Once breast cancer gets to an advanced stage, the symptoms become more evident. There are 11 most common signs of breast cancer that every woman should know about:
- Lump – The most common sign of breast cancer is a painless lump felt inside the breast. This lump can be hard or soft, movable or fixed. If you feel anything unusual in the breast it must get checked as soon as possible. Even if the lump is proven to be a cyst or fibroadenoma it still needs to be checked annually as its nature may change later and become cancerous.
- Pain and tenderness – For women with inflammatory breast cancer, pain, and tenderness in the area can often be one of the early signs of breast cancer. However, if you are feeling achy in the chest, chances are that you are wearing the wrong bra size.
- Prominent veins – Another very common sign of breast cancer is when veins visually stick out on the surface of the breast. The cancerous lump or mass can block the free flow of blood, causing the veins to become engorged.
- Nipple discharge – If a woman is suffering from breast cancer, they experience bloody discharge from the nipple. Regardless of whether the discharge is bloody or not, any kind of discharge must be checked by a doctor as it can be an early sign of breast cancer.

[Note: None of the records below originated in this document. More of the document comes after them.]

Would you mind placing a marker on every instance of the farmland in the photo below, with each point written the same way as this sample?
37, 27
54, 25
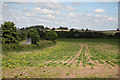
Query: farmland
73, 58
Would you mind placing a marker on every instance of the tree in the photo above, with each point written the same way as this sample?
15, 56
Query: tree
33, 34
53, 29
86, 29
51, 35
117, 29
9, 33
82, 29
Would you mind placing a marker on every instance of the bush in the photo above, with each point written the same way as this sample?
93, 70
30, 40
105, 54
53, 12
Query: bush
51, 35
9, 33
33, 34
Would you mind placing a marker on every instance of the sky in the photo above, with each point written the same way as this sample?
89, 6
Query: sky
91, 15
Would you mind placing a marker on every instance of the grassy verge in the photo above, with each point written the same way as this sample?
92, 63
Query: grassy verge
7, 48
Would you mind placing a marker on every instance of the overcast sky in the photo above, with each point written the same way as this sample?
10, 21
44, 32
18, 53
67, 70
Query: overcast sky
91, 15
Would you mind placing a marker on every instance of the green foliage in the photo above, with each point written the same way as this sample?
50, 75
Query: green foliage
51, 35
22, 35
33, 34
9, 33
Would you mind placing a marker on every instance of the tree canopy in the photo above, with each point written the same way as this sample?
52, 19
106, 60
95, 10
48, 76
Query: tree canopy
9, 33
51, 35
33, 34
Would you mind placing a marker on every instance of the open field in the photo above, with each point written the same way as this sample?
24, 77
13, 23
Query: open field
69, 58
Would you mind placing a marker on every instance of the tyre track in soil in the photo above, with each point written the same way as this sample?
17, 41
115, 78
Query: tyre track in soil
105, 63
89, 55
76, 56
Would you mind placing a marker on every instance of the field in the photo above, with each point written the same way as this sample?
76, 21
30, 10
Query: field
69, 58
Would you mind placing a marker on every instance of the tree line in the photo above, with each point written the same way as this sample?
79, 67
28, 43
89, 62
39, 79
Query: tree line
10, 34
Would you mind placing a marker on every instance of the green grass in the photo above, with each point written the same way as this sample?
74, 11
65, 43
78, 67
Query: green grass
98, 49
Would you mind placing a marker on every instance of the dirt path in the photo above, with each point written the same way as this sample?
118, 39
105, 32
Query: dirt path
76, 56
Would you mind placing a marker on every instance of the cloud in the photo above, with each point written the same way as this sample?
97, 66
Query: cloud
48, 16
99, 11
54, 6
110, 18
76, 3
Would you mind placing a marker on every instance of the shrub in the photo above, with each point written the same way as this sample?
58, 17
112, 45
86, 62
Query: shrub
51, 35
33, 34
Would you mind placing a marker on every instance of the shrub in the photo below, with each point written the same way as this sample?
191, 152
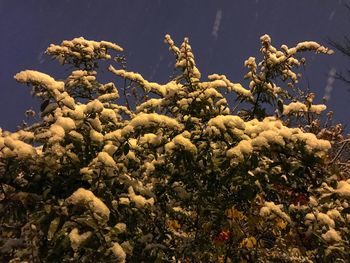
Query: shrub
174, 172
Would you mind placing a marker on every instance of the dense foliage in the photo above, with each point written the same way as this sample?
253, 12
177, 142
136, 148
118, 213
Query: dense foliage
187, 171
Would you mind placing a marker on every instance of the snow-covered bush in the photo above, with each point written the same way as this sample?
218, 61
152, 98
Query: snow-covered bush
177, 173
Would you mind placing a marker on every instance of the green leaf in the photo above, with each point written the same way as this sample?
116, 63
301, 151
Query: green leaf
53, 228
126, 148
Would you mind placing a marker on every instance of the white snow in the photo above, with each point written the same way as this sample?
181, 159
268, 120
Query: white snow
88, 199
118, 252
77, 239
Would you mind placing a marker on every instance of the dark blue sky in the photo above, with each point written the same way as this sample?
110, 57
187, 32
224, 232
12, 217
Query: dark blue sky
28, 27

- Redness – If one finds big red patches on the breast it can be an alarming sign of inflammatory breast cancer. If the redness does not go away it is important to get a skin biopsy done to rule out cancer.
- Dimpling of the skin – Another most common skin changes from cancer is an orange peel appearance on the skin. This happens when the cancer is pulling at the skin.

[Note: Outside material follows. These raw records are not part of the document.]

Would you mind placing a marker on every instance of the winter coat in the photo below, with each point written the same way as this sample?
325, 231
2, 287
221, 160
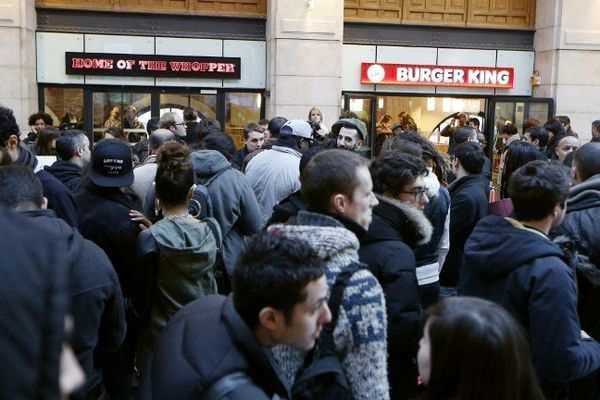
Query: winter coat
234, 205
581, 223
104, 219
360, 333
68, 173
386, 249
468, 205
34, 303
274, 175
95, 295
287, 208
523, 271
175, 266
202, 343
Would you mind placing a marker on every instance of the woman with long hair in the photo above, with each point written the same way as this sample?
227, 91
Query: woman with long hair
176, 255
473, 349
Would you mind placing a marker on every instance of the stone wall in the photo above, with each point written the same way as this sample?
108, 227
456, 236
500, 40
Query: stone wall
17, 59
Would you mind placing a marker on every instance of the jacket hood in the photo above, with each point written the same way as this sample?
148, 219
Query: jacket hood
186, 245
207, 163
585, 195
499, 245
401, 219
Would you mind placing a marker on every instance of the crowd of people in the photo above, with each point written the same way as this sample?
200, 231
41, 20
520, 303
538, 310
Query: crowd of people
296, 268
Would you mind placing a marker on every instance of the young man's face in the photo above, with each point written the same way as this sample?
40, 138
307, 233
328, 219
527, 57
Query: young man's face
307, 318
415, 194
349, 139
360, 207
254, 141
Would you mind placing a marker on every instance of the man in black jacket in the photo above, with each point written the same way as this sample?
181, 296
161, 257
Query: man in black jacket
60, 199
73, 150
398, 225
96, 301
279, 296
513, 263
104, 218
467, 206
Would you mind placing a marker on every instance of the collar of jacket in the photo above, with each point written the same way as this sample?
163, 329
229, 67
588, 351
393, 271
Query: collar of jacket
413, 225
464, 181
244, 339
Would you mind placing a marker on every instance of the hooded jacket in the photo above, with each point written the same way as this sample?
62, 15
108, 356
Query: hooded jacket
175, 267
204, 342
68, 173
468, 205
522, 270
360, 333
387, 250
234, 205
581, 224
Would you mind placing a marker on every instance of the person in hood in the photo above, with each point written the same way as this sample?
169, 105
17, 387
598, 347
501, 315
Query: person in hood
397, 227
176, 255
60, 199
467, 206
73, 150
215, 343
96, 303
513, 263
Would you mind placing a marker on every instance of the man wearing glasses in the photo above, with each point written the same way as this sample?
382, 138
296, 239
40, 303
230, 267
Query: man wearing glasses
468, 205
397, 227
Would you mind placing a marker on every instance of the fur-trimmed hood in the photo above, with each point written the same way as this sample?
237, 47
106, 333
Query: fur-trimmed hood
394, 220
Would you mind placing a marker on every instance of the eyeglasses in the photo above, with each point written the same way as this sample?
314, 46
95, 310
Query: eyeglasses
418, 193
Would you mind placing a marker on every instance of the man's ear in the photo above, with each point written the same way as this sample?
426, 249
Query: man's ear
268, 318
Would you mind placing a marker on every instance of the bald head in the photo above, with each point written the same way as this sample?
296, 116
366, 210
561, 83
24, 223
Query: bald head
567, 145
158, 138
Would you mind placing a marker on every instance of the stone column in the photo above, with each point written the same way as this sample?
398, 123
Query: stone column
304, 57
17, 59
567, 56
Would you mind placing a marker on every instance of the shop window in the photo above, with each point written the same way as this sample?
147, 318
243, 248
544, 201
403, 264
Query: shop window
65, 106
240, 109
128, 111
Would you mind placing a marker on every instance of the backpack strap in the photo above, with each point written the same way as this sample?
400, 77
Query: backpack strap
326, 344
225, 385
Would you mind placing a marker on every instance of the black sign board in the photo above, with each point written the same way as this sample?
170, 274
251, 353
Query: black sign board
106, 64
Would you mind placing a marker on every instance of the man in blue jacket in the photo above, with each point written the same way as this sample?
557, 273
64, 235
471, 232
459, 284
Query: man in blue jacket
512, 262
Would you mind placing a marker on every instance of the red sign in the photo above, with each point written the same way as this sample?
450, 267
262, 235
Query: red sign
152, 65
436, 75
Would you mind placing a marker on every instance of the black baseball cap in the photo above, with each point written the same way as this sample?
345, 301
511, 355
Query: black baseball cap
111, 164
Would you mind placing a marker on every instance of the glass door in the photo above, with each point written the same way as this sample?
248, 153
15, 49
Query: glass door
364, 106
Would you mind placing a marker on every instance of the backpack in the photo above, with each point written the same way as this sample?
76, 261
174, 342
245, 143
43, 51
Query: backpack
322, 376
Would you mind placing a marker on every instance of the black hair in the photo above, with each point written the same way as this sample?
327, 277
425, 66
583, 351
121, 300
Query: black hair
470, 156
43, 141
517, 154
220, 142
67, 143
273, 271
587, 160
43, 116
328, 173
477, 350
539, 133
20, 188
392, 172
509, 129
275, 125
537, 187
8, 125
174, 175
152, 125
463, 134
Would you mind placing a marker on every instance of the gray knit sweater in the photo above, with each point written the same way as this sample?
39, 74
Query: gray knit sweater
360, 333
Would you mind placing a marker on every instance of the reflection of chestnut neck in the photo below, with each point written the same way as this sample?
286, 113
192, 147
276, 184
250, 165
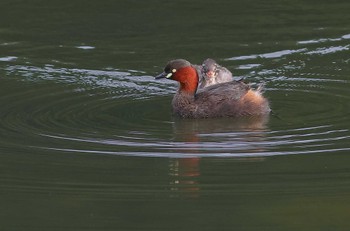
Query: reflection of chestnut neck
185, 172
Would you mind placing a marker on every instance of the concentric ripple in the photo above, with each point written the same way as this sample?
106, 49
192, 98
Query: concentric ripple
118, 112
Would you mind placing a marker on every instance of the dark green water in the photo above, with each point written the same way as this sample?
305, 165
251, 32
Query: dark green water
88, 142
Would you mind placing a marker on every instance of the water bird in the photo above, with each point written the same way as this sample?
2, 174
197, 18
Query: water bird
229, 99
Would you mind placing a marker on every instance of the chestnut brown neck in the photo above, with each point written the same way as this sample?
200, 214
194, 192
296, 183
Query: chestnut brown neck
188, 79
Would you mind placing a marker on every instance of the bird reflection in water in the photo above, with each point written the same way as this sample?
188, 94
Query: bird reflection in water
212, 137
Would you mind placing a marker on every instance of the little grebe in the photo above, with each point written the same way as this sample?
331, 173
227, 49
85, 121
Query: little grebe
229, 99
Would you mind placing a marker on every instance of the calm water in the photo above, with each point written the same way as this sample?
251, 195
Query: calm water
88, 142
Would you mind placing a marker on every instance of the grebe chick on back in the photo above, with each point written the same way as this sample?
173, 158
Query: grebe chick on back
212, 73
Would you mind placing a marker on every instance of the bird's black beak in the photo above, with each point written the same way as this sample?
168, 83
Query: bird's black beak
161, 76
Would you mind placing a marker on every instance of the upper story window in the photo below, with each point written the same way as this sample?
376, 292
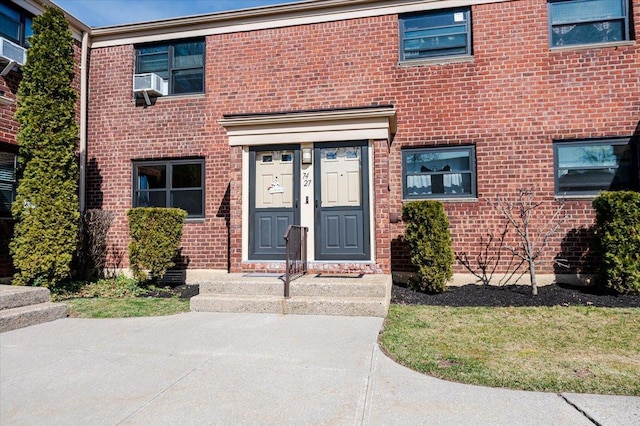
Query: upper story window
589, 166
170, 183
439, 173
15, 25
576, 22
435, 34
7, 182
180, 63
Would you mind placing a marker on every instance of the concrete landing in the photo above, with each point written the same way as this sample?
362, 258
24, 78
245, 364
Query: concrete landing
24, 306
366, 295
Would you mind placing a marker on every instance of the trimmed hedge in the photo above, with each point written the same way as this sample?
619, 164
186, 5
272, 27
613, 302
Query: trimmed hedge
617, 241
155, 240
46, 205
427, 233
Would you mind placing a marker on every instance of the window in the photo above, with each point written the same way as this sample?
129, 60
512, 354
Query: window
171, 183
180, 63
7, 182
439, 173
435, 34
575, 22
588, 167
15, 25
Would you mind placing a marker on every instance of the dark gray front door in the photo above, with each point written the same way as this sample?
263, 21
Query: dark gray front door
342, 201
273, 199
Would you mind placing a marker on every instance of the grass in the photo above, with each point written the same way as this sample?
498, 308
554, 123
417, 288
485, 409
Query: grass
553, 349
101, 307
118, 297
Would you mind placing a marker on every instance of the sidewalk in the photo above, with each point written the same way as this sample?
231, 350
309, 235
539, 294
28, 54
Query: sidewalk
208, 368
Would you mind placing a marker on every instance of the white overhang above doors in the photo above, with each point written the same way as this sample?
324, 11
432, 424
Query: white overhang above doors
311, 126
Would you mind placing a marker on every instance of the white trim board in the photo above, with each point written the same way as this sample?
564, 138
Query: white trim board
287, 15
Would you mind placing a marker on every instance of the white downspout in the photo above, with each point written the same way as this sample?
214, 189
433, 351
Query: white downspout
83, 122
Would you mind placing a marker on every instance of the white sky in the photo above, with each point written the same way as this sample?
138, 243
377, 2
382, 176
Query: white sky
100, 13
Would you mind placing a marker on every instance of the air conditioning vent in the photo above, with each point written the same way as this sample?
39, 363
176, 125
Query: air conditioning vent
149, 83
11, 54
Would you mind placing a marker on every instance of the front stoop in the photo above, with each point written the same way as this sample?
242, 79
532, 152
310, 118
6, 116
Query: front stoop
25, 306
368, 295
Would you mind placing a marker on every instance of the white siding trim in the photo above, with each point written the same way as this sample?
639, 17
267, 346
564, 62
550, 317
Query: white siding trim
264, 18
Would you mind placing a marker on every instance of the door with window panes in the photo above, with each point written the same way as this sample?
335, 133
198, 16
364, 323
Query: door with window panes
342, 201
274, 192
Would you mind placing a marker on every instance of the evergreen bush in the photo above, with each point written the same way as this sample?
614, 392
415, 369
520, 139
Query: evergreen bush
427, 233
155, 240
46, 204
617, 240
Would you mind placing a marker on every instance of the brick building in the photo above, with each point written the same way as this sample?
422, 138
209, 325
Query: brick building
332, 113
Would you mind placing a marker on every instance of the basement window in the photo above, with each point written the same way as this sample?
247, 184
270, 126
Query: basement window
170, 183
439, 173
583, 22
586, 167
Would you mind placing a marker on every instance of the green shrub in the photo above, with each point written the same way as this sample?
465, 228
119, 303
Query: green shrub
155, 239
427, 233
46, 204
115, 287
617, 240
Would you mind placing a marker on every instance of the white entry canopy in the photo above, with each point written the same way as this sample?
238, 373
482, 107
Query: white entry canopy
308, 126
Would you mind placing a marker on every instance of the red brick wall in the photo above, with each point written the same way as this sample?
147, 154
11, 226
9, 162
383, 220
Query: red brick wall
511, 101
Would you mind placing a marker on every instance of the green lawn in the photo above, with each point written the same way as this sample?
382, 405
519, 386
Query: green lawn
555, 349
117, 297
100, 307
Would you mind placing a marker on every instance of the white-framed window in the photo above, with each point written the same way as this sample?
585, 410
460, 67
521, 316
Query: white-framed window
580, 22
439, 172
15, 24
435, 34
170, 183
180, 63
8, 163
586, 167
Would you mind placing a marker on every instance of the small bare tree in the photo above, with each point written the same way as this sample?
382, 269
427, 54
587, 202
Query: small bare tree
532, 233
489, 258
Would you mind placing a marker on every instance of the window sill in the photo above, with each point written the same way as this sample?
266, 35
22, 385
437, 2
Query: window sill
178, 97
443, 200
436, 61
576, 197
592, 46
168, 98
5, 101
191, 220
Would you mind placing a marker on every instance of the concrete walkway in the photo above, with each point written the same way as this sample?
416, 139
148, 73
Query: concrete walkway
227, 369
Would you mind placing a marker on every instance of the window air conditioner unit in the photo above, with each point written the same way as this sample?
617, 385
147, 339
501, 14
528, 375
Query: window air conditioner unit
11, 54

- Small pink bumps – Sometimes there are red spots, called papules that get visible on the breast which are often a sign of a noncancerous condition, but can also be an early sign of breast cancer.
- An inverted nipple – Sometimes, the tumor almost tethers to the duct behind the nipple or your skin, causing it to retract and pull in. If there have been any inversions of the nipple or skin, it is crucial to get it checked out, as this could be an early sign of breast cancer.
- Swollen lymph nodes – One of the most obvious signs of breast cancer is swollen lymph nodes. If these lymph nodes seem persistent then it must definitely get checked since it can be a sign of cancer getting spread. Swollen nodes under your armpits, in particular, are signs of breast cancer specifically.
- Sudden asymmetry or changes in size – Changes in the way your breasts look can be a leading symptom of breast cancer, particularly swelling or shrinking, and asymmetry from one side to the other.
- Prolonged abnormalities – Most non-cancerous problems are better after two weeks, but if cancer has spread then it can manifest as headaches, seizures, pain in your bones, shortness of breath, difficulty in breathing, and even fatigue. Especially, when a woman has had a history of breast cancer, it is necessary to go see a doctor.
There are cases when women realize their breast cancer at a later stage. In such situations, some treatments are there that can destroy the disease within the breast and nearby tissues, such as lymph nodes. Breast cancer treatments include:
- Surgery/mastectomy – Often surgeries are performed to remove the cancerous lump from the breast. Mastectomy is one such surgery that removes the whole breast. Lumpectomy or breast-conserving surgery is another type of surgery that removes just the tumor and tissues around it. But lumpectomy is not always an option for everyone with breast cancer, and others prefer to undergo a mastectomy. There are newer mastectomy techniques that have come up which can preserve breast skin and allow for a more natural breast appearance following the procedure.
- Radiation therapy – Radiation therapy is another type of therapy that uses high-energy waves to kill cancer cells.
- Chemotherapy – Chemotherapy is a type of therapy that uses drugs to kill cancer cells. As these powerful medicines fight the disease, they also can cause side effects like nausea, hair loss, early menopause, hot flashes, and fatigue.
- Hormone therapy – Hormone therapy uses drugs that help in preventing hormones like estrogen, from fueling the growth of breast cancer cells. Medicines like tamoxifen are given to women before and after menopause and anastrozole and letrozole to postmenopausal women. This form of therapy stops the ovaries from making hormones.
- Targeted therapy – This type of therapy prompts the body’s immune system to destroy cancer. They target breast cancer cells and destroy them. Abemaciclib can be used alone in women who have already been treated with hormone therapy and chemotherapy.
A patient might get chemotherapy, hormone therapy, or targeted therapy along with surgery or radiation. They can kill any cancer cells that were left behind by other treatments.